FIG. 2B is a flow diagram of a process 250 for rendering a light field image with multiple views from a NeRF, in accordance with an embodiment. Each block of method 250, described herein, comprises a computing process that may be performed using any combination of hardware, firmware, and/or software. For instance, various functions may be carried out by a processor executing instructions stored in memory. The method may also be embodied as computer-usable instructions stored on computer storage media. The method may be provided by a standalone application, a service or hosted service (standalone or in combination with another hosted service), or a plug-in to another product, to name a few. In addition, method 250 is described, by way of example, with respect to the system of FIG. 1. However, this method may additionally or alternatively be executed by any one system, or any combination of systems, including, but not limited to, those described herein. Furthermore, persons of ordinary skill in the art will understand that any system that performs method 250 is within the scope and spirit of embodiments of the present disclosure.

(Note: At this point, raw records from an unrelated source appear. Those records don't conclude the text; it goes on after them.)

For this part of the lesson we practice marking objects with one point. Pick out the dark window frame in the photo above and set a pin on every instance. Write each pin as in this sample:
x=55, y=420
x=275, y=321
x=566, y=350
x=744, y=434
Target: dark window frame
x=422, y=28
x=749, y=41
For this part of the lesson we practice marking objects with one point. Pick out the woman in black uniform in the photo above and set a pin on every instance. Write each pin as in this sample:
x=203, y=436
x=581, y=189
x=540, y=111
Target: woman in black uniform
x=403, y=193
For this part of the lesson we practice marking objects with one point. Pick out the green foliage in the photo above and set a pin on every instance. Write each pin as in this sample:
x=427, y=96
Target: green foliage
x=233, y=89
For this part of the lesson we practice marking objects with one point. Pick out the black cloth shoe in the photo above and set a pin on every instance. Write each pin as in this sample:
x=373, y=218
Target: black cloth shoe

Process 250 implements adaptive sampling to densely sample along portions of individual rays (of the ray pattern used to generate the multiple views of the light field image) that extend through regions of the NeRF bounding box where density changes rapidly. Many steps of process 250 are identical to steps of process 200, and identical reference numerals identify identical process steps. Adaptive sampling enhances the representation of object surfaces by focusing more on areas where density changes quickly. Two-step volume rendering implements this strategy by first coarsely sampling the scene, then densely sampling where density variations are significant. In process 250, depths of coarse sampling planes (e.g., with ds interval) are determined at 256 for coarse sampling. At 262, the density value at each sampling point in the kth coarse slice is compared, on a ray-by-ray basis, to the density value of its corresponding point in the (k−1)th coarse slice to identify rays for dense sampling. In at least one embodiment, a difference in density values between corresponding sampling points of each respective ray at consecutive coarse sampling planes is determined at 262 and compared to a threshold value. If the difference exceeds the threshold, then dense sampling is carried out for the respective ray between the two consecutive coarse sampling planes. In at least one embodiment, the comparison to the threshold is represented |σi,j,K−σ_i−νx,_j−νy,₀|⇔ threshold. At 264 and 266, process 250 computes color and opacity for each ray not identified for dense sampling at 262. Process steps 264 and 266 are performed in the same manner as process steps 212 and 214 of process 200, except not all rays are involved in 264 and 266. At 268, process 250 implements dense sampling to compute color and opacity for each ray identified for dense sampling at 262. In at least one embodiment, dense sampling is implemented at 268 via the technique for light field volume rendering between two sampling planes with depth resolution K>1, as described above in connection with FIG. 3F. At 270, the coarsely sampled composited rays computed at 266 and the densely sampled composited rays computed at 268 are combined, and the color and transmittance buffers are updated.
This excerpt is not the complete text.